The funding will allow Infima to continue to make new hires as it moves from stealth mode to openly targeting more sales to financial institutions, as well as to build out support for other verticals within fixed income, Bartel says, adding that the vendor is also getting requests to add support for climate-based and ESG securities, and other areas, such as the mortgage originators, who would find the data useful to identify potential borrowers who might want to refinance, or to serve as the basis for lending decisions.

Audrey Blater, senior analyst covering risk and financial markets regulation at research firm Coalition Greenwich, says the approach has obvious applicability in other areas of fixed income, such as more liquid, investment-grade securities that also have rich datasets available, but could also benefit investors analyzing high-yield securities issued by companies that may be less well known, or privately held companies—subject to identifying the right underlying datasets.

“For MBSs, that’s individual data on borrowers … whereas in the corporate bond world, you’re relying on analyst ratings. There’s a lot of macroeconomic data that goes into that, but each sector has its own nuances, with sector-specific factors,” Blater says.

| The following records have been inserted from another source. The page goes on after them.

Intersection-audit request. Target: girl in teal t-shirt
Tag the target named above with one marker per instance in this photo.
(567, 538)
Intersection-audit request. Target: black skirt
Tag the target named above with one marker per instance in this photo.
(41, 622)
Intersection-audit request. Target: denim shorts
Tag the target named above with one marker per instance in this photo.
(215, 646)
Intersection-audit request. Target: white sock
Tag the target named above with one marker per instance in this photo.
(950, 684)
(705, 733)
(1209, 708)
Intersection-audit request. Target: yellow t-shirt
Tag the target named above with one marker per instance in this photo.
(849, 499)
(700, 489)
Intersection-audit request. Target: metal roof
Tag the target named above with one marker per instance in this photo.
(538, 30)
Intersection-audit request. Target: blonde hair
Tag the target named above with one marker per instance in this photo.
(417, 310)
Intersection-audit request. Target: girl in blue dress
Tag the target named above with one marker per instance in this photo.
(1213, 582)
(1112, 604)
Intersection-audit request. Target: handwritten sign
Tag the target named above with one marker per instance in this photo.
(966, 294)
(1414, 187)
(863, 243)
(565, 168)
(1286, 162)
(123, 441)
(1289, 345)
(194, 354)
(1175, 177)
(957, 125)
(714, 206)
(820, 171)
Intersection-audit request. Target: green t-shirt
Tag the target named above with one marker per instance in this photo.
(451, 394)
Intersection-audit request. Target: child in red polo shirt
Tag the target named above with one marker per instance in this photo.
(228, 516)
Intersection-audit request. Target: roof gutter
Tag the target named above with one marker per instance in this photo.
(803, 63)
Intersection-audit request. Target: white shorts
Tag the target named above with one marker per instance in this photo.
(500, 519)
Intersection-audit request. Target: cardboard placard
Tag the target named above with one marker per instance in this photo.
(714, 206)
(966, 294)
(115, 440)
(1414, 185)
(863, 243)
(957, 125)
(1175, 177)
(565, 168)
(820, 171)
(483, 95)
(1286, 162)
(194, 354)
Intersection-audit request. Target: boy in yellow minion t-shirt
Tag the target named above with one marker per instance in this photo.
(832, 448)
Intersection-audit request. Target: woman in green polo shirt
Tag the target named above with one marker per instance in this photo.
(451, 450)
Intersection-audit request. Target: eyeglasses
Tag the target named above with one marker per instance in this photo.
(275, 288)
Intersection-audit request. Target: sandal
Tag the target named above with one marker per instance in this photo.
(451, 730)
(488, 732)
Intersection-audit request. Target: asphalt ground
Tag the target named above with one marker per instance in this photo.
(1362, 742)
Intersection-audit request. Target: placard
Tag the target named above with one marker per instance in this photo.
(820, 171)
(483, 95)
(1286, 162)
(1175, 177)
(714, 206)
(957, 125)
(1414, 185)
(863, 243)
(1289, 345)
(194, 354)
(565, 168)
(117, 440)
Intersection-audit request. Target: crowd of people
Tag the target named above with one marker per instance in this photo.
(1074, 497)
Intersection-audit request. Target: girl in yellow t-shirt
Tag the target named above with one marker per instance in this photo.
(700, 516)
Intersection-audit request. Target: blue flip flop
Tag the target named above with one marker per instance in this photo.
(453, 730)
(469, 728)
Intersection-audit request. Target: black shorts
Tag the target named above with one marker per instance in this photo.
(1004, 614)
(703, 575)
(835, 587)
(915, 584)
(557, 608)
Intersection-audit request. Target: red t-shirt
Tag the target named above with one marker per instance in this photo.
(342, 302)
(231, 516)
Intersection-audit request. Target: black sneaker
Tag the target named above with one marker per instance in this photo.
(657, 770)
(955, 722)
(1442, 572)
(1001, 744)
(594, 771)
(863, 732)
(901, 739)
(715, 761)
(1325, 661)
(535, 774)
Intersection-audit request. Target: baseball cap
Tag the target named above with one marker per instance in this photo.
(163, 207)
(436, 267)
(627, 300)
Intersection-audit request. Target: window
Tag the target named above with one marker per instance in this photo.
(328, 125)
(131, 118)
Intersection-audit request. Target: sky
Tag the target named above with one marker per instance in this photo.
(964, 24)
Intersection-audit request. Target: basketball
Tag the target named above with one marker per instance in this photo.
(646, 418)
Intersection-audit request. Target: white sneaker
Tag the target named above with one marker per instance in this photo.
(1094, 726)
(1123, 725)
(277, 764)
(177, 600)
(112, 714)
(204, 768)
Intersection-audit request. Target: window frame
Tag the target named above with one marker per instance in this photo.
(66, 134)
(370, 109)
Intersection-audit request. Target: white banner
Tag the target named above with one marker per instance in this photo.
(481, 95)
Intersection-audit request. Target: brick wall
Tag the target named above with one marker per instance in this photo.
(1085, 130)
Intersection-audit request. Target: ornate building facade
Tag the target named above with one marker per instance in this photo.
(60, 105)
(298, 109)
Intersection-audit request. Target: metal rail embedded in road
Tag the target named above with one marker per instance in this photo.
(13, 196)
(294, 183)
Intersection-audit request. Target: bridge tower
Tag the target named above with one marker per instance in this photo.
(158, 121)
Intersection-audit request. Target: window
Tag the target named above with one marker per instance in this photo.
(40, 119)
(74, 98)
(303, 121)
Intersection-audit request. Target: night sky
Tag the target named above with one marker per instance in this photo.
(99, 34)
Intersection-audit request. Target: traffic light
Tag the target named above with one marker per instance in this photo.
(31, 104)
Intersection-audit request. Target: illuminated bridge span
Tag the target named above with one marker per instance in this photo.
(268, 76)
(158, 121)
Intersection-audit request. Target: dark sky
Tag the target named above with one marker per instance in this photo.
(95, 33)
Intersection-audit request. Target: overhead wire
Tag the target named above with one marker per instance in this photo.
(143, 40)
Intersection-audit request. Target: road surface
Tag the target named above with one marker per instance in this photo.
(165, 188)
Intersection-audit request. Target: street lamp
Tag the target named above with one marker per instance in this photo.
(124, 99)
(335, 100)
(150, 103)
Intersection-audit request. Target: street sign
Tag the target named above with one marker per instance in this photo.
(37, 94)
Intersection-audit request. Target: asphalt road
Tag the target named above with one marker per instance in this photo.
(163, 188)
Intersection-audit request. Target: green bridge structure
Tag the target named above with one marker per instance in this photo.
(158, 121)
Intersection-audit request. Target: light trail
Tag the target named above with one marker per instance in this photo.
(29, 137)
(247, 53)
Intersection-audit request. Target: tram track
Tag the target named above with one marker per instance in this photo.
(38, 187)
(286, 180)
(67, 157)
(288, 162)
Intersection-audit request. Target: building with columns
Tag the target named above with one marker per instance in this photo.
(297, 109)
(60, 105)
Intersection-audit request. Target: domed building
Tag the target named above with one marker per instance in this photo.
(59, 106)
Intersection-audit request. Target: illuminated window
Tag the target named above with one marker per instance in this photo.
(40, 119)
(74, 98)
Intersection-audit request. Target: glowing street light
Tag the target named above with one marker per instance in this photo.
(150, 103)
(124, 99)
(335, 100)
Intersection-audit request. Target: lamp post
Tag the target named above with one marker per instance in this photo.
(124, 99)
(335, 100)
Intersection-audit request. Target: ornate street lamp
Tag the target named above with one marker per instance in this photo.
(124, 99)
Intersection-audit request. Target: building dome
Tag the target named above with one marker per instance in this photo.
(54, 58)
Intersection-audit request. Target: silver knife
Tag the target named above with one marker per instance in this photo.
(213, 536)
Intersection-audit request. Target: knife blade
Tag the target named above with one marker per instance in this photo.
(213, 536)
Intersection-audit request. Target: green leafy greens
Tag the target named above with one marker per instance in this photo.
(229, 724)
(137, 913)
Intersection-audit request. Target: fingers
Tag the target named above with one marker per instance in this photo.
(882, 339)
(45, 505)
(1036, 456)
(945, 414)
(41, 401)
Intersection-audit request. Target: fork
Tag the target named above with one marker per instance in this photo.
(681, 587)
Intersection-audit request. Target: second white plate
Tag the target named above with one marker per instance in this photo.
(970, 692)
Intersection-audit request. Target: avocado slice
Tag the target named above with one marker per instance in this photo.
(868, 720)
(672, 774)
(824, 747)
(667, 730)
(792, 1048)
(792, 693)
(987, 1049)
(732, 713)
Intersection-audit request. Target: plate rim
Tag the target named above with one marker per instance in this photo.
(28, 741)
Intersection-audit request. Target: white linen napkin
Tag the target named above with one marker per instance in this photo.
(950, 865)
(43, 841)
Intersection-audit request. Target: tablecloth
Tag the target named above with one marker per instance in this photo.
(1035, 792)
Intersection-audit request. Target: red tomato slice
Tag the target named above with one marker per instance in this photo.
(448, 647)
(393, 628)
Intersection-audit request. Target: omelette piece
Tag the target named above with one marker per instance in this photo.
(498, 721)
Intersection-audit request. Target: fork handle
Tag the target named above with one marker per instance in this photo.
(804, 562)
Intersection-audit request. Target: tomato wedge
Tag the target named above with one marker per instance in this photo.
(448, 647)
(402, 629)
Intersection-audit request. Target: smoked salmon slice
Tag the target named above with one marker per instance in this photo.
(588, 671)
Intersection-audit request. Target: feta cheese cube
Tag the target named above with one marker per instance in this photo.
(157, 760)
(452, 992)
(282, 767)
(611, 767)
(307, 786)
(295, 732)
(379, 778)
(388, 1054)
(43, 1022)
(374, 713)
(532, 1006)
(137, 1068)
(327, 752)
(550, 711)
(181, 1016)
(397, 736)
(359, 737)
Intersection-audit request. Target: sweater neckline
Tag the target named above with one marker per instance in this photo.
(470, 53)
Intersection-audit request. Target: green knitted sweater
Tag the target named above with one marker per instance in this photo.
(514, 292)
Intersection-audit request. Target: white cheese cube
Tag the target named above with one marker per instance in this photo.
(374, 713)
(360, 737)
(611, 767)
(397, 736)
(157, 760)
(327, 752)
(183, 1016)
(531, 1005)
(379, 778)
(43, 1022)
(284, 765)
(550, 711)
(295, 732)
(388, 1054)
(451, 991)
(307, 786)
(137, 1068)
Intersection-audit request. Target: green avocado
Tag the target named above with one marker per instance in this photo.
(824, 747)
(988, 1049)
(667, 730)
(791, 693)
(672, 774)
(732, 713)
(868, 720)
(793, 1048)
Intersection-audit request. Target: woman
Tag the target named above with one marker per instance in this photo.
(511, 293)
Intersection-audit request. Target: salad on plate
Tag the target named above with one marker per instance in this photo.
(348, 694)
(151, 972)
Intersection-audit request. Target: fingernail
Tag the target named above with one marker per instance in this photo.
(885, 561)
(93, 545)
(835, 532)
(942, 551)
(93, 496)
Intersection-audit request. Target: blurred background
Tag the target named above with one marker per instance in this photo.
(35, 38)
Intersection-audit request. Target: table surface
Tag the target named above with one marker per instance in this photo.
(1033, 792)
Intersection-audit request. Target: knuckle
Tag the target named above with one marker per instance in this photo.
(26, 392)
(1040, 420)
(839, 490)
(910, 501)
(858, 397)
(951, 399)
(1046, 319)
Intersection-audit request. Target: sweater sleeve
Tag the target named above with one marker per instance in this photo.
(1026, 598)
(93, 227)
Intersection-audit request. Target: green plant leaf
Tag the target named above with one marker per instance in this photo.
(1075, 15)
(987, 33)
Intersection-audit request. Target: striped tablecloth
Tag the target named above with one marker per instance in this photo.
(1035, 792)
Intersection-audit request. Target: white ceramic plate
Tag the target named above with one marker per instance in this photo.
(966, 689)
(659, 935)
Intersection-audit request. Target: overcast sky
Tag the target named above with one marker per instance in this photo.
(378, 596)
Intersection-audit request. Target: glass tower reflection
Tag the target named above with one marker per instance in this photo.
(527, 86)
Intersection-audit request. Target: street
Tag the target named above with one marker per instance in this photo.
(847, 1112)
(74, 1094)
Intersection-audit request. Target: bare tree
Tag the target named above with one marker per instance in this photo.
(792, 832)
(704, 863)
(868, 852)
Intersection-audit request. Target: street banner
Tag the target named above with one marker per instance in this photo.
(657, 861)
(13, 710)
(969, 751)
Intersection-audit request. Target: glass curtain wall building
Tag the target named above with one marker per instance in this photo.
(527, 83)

Giesecke says that to serve other verticals, such as municipal and corporate bonds, Infima will apply the same data-agnostic template it developed for the mortgage space but will use datasets specific to each asset class.

“Take, for example, corporate bonds, which many of our clients and prospective clients have highlighted as another important area of interest besides mortgages. Here we’ll predict credit rating transitions (e.g., AA to A) and the associated changes in credit spreads at the individual bond level. While based on a different dataset, this is structurally similar to predicting mortgage borrower state transitions (e.g., from current to prepayment), allowing us to re-use our framework in this new vertical,” Giesecke says, adding that the vendor has already tested this use case.